Abstract

• A novel magnetorheological fluid damper inverse model is constructed based on the radial basis function neural network. • The filter performance function is employed in the semi-active suspension system as the reference state. • A unified frame is developed to study the semi-active suspension system with various disturbances. The magnetorheological fluid semi-active suspension system has been widely employed in vehicles. In general, the output force of the magnetorheological fluid damper varies with service time and temperature, which will cause the controller performance to degrade or even fail. To conquer this problem, this study proposes a compensatory backstepping strategy for the magnetorheological fluid suspension system. First, the normalized phenomenological model is introduced to simulate the nonlinear characteristics of the magnetorheological fluid damper. Second, the adaptive radial-basis function neural network is employed to construct the inverse model of the magnetorheological fluid damper.

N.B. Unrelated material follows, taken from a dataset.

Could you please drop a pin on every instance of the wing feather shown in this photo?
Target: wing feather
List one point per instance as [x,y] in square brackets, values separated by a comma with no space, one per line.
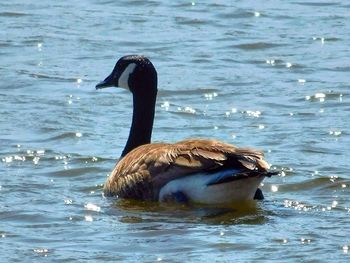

Next, the reference state is calculated by the filter performance function to trade off the vehicle handling stability and ride comfort. Finally, the voltage-force compensator is constructed to improve the robustness of the controller under input time delay, external noise disturbance, and actuator failures. Furthermore, the performances of the magnetorheological fluid damper, inverse magnetorheological fluid model, and compensatory backstepping controller are simulated under bump and random excitations. It is found that the proposed compensatory backstepping controller shows good improvement in the semi-active suspension system with time delay, noise disturbance, and actuator failure.